The Cantor Set is the result of a complicated-looking drawing that describes a very basic function. It was invented by Henry John Stephen Smith, and put forward by Gregori Cantor in the mid-1800s. (In accordance with ironic science tradition, no idea cannot bear the name of the scientist who actually discovered it, which is why it's not called the Smith Set.)
The way to construct the Cantor Set is simple. Draw a line segment. (For practicality's sake, make it quite long.) Then go slightly down the page, and redraw the thing, but take out the middle third. You now have two equal-length line segments slightly apart from each other. Go slightly down the page, redraw both of them, removing their middle thirds. Just keep going.
In theory, this could go on and on forever. As you hack up the line segments into smaller and smaller parts, you get what's called Cantor Dust. There are infinitely many little points (after many iterations), and all of them have a length of zero. At least that's the idea.
This drawing is a fractal, a pattern that will look the same no matter how many times you zoom in or out. In an ideal model, there will always be a big, unbroken line at the top, and there will always be an infinite number of small lines at the bottom.
This was pretty but of limited use until Benoit Mandelbrot, working in the 20th century, noticed something odd about how information was transmitted over the phone. Mandelbrot was working for a little computer company called IBM, and they had the idea that transmission of information from one computer to another over phone lines might be valuable. This is why the "something odd" that Mandelbrot noticed was a problem. There would be little moments when the line developed static-y errors, and then stretches of time when it would be clear again.
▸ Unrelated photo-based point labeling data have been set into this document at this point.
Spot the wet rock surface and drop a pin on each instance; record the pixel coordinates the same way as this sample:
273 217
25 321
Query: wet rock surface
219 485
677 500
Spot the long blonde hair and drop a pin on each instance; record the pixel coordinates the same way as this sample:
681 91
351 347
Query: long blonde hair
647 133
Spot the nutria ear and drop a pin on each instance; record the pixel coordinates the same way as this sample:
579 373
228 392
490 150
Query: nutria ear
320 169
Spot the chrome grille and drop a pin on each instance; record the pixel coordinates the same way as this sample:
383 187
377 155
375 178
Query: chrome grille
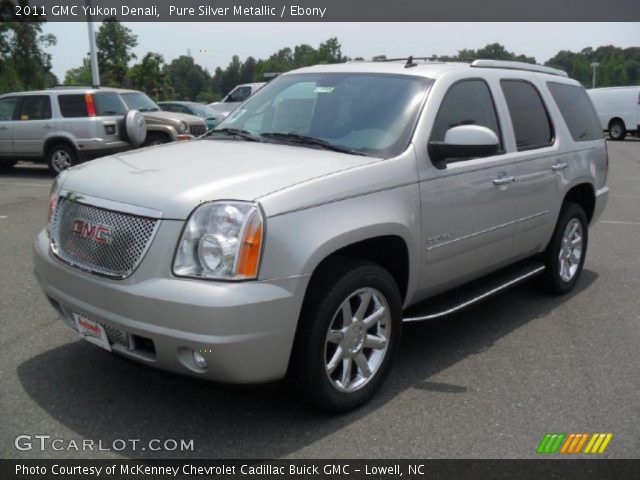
198 129
116 253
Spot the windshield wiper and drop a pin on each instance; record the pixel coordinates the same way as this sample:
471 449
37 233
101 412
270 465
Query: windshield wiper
236 132
306 140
They wondered if there was a pattern to it, and if it could be corrected.
Mandelbrot came up with a pattern, just not the one that anyone was hoping for. There were seconds at a time when the electric signals would cloud, becoming unintelligible, and times when they would be clear. Looking within the clusters of errors, Mandelbrot saw more little clusters of errors, and more times when the signal was clear. Looking in still further, he saw more little clusters, and more times when the line was clear. No matter how far anyone "zoomed in," there was never a perfectly clear signal or an entirely interrupted signal. The shorter spaces of time could not be distinguished from the longer spaces of time. As odd and contrived as fractals seemed to be, humans had just created a fractal, by accident. Too bad it was one they didn't want.